Кяриз — древнейшее изобретение земледельцев, живущих в маловодных горах и предгорьях, из года в год угнетаемых заботой: чем напоить поля? Много ли воды даст один колодец на горном склоне? Разве только утолить собственную жажду да напоить скот. И двух колодцев не хватит, и трех, и целого десятка, чтобы оросить земли целого кишлака. В течение столетий дехкане упорными трудами соединяют отдельные колодцы подземными галереями, проходящими через водоносный слой на скате гор, и таким образом создают обширные системы водосбора.
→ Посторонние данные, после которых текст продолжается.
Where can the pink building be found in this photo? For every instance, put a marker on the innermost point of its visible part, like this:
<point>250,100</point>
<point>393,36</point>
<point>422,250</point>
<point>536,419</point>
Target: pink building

Влага, собирающаяся под землей, по отводным галереям, подается на поверхность, заполняя каналы и арыки, самотеком бежит на хлебные поля, хлопковые плантации, бахчи и виноградники. Системы кяризов в предгорье тянутся на километры и даже десятки километров, оживляя пустыни. Родниковая вода кяризов — это жизнь, но разветвленная, бесконечная система подземных галерей издавна служит убежищем для тех, у кого есть причина прятаться от людей. Найденный колодец вызывал особенное подозрение — от стороннего глаза его скрывали колючие кусты, к тому же он был сухой. Скалянский вопросительно посмотрел на командира, тот кивнул:
— Работай, старшина. Это ведь как раз по тебе.
Скалянский улыбнулся, знаком велел трем разведчикам своей группы приблизиться, отдал короткое распоряжение:
— Я пойду первым. Двигаться за мной след в след, дистанция — десять-двадцать шагов. Стрелять только по моей команде или в ответ на огонь.
По опыту разведчики знали: если «духи» не встретили солдат на подходе огнем, в подземелье они не примут боя, постараются уйти незамеченными. Но быть готовыми надо ко всему.
Саперы уже обследовали подступы к колодцу и входное отверстие. Мин не обнаружили, только это вовсе не значило, что их не окажется под землей. Прежде чем спуститься вниз, Скалянский сам вооружился миноискателем.
Кяриз был старый и действительно безводный. Лишь в водосборном канале песок был влажный, здесь держался стойкий запах сырого подземелья. Пригнувшись в низкой галерее, Скалянский осторожно продвигался вперед, обшаривая миноискателем дно и прилегающие стенки. Луч фонарика освещал заплывшие следы, они исчезали по мере того, как песок становился мокрее. Чей след — попробуй угадай. В кяризе мог побывать и кто-то из местных дехкан, встревоженный оскудением источников. Под ногами, наконец, захлюпало, и почти одновременно сбоку отворился зев нового хода. Скалянский подал знак своим: «Внимание!» Какая-то неодолимая сила влекла его в боковой ход, и он, оглядевшись, понял, в чём тут причина. Судя по направлению, этот ход тянулся вдоль старого дувала на поверхности, дно его заметно приподнималось, он, несомненно, суше основного, а значит — удобнее для устройства потайного логова. Оставив на месте одного солдата, Скалянский с двумя другими и включенным в группу сапером повернул в боковую галерею. Не прошли и полсотни шагов, когда на влажном песке появились отчетливые следы. Казалось бы, теперь можно и отложить миноискатель, но разведчикам известно из горького опыта, что под любым из этих четких следов неизвестного может таиться желтая пластмассовая коробочка, начиненная гремучей смертью. Скалянский удвоил внимание, не выпуская миноискателя из рук. Сапер, следуя за ним, вел контрольный поиск. Неожиданно луч тускло блеснул на окрашенном металле.